「熱量高く議論する人たちの思いが、宮藤官九郎さんの言葉の力で僕らにも乗り移ってくる。痛快です」松重豊(東龍太郎)【「いだてん~東京オリムピック噺(ばなし)~」インタビュー】

2019年11月24日 / 20:50

-「いだてん」は、過去の歴史を描く今までの大河ドラマとは違い、1964年の東京オリンピックを中心とした近現代を扱っています。その点で何か感じたことはありますか。

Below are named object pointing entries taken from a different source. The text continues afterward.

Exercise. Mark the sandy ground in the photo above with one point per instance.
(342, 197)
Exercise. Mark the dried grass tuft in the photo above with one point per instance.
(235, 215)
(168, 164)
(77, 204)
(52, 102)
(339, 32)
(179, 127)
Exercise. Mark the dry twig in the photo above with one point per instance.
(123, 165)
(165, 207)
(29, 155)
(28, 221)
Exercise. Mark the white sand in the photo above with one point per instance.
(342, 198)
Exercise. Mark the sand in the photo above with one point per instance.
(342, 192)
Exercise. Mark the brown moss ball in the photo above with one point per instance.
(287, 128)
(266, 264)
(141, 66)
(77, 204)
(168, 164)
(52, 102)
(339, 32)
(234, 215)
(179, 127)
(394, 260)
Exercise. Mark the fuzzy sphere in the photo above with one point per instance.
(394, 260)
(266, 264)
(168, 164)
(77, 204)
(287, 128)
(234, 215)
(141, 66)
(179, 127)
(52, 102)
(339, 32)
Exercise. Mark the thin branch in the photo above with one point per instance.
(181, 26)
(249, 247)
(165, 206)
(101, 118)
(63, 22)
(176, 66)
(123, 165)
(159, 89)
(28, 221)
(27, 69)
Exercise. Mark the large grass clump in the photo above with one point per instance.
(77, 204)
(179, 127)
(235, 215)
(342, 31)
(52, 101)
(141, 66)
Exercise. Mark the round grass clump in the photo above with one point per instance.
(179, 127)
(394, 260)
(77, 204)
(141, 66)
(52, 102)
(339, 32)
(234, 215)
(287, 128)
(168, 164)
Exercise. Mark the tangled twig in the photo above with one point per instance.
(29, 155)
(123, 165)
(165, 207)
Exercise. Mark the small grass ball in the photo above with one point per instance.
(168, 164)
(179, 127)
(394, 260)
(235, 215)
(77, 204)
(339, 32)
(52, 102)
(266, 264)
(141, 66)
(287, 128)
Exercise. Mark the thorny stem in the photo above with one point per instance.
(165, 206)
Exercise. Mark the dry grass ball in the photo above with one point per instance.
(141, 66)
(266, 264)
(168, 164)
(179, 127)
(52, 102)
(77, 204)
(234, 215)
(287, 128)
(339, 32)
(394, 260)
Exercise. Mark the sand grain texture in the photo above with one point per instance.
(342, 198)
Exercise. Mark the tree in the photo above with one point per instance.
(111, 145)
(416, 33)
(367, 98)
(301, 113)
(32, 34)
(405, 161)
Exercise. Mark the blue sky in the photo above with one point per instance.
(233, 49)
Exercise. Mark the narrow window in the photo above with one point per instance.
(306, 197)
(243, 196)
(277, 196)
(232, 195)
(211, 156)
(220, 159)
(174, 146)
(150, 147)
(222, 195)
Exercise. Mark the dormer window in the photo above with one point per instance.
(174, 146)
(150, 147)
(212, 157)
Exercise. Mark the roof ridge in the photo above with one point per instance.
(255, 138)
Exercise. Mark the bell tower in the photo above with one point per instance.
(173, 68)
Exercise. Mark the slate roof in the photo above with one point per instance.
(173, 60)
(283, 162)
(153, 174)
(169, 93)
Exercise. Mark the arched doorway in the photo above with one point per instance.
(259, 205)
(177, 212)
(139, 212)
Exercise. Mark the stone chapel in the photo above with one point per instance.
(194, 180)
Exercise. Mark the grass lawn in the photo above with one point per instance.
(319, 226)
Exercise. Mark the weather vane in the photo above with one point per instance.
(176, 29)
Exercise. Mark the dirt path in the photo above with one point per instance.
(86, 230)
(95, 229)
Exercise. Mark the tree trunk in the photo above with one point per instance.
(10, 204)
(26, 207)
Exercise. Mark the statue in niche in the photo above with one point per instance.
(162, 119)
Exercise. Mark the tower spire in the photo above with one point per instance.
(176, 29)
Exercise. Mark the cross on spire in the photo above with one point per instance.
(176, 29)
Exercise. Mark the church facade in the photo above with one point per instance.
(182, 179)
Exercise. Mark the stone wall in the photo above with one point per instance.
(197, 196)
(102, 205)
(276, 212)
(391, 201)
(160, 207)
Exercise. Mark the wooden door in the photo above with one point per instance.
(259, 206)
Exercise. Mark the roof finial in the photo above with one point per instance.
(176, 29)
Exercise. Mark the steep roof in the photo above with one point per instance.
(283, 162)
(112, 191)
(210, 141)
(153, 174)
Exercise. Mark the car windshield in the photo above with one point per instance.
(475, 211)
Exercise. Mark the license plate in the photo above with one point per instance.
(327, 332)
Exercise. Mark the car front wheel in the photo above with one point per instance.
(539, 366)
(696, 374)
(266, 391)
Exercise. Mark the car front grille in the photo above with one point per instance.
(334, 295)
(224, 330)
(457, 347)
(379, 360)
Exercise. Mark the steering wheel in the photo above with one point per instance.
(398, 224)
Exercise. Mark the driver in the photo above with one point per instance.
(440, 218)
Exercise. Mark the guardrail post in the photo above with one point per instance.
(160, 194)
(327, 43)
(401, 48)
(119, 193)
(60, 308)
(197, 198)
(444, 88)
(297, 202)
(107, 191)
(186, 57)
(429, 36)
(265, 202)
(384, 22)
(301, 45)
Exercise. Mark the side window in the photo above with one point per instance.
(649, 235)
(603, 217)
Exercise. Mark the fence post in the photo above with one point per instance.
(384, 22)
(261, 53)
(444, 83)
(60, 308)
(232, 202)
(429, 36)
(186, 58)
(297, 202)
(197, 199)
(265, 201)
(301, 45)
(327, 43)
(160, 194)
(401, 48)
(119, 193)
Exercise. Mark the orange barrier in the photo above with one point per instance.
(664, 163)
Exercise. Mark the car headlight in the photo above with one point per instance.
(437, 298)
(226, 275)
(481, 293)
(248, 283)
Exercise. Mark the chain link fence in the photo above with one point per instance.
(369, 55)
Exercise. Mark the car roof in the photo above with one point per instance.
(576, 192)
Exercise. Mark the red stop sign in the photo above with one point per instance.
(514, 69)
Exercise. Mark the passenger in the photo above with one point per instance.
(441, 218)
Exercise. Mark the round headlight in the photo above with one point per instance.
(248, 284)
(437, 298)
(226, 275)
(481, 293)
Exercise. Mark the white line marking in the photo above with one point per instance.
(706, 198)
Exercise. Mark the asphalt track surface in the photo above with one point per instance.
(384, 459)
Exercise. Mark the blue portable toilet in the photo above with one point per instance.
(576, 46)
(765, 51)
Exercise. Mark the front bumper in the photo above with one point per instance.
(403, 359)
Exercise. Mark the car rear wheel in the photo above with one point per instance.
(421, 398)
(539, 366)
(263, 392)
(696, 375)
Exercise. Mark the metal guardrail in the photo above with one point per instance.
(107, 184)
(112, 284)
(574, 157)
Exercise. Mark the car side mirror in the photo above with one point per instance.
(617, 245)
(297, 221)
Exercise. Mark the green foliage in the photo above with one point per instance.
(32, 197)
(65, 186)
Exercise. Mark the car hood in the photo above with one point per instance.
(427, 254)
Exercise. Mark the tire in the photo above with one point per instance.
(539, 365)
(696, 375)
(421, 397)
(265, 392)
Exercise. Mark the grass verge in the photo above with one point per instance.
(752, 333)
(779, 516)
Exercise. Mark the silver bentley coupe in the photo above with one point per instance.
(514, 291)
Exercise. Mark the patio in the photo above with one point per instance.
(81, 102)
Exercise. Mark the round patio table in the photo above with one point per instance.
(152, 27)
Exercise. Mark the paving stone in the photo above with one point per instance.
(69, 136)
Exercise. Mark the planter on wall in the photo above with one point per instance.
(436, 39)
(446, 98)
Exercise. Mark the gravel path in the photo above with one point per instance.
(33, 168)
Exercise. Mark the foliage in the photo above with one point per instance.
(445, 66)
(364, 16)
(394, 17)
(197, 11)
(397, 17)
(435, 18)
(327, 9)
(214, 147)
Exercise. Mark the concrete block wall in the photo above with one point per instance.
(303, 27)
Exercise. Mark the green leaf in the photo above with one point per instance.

 今までの大河ドラマは、かつらを付け、衣装を着て、場合によってはよろいやかぶとも身に着けるなど、肉体的にある程度の負荷を負って、歴史上の人物になる“扮装ごっこ”のようなところがありました。でも、今回はそういうことがなく、僕の白髪もそのまま。その上、宮藤さんのホンには、ホームドラマや現代の会社もののような要素があり、会話のテンポがよく、笑いもある。だから、すごく肩の力を抜いて取り組むことができます。ホンを読んで、声を上げて笑うようなことは、今までの大河ドラマにはありませんでしたから。

-今までとはだいぶ違うと?

 ただ、その分、何が大河ドラマなのかということについては、改めて考えさせられました。朝ドラとも土曜ドラマとも違い、ある歴史の景色を見せていくのが大河ドラマ。そういう思いを踏まえて、今までの大河における明治維新や関ケ原に当たるものは何かと考えたら、僕らの時代が背負っているものは、やっぱり戦争。第2次世界大戦に翻弄(ほんろう)されつつも、最終的には東京オリンピックを実現し、それから50数年たって、再びオリンピックが開催される。そういう自分が今いる場所につながる歴史の立脚点として、大河ドラマにふさわしいお芝居をしたいと思っています。とはいえ、宮藤さんの世界観の新鮮さもあり、演じるのはとても楽しいです。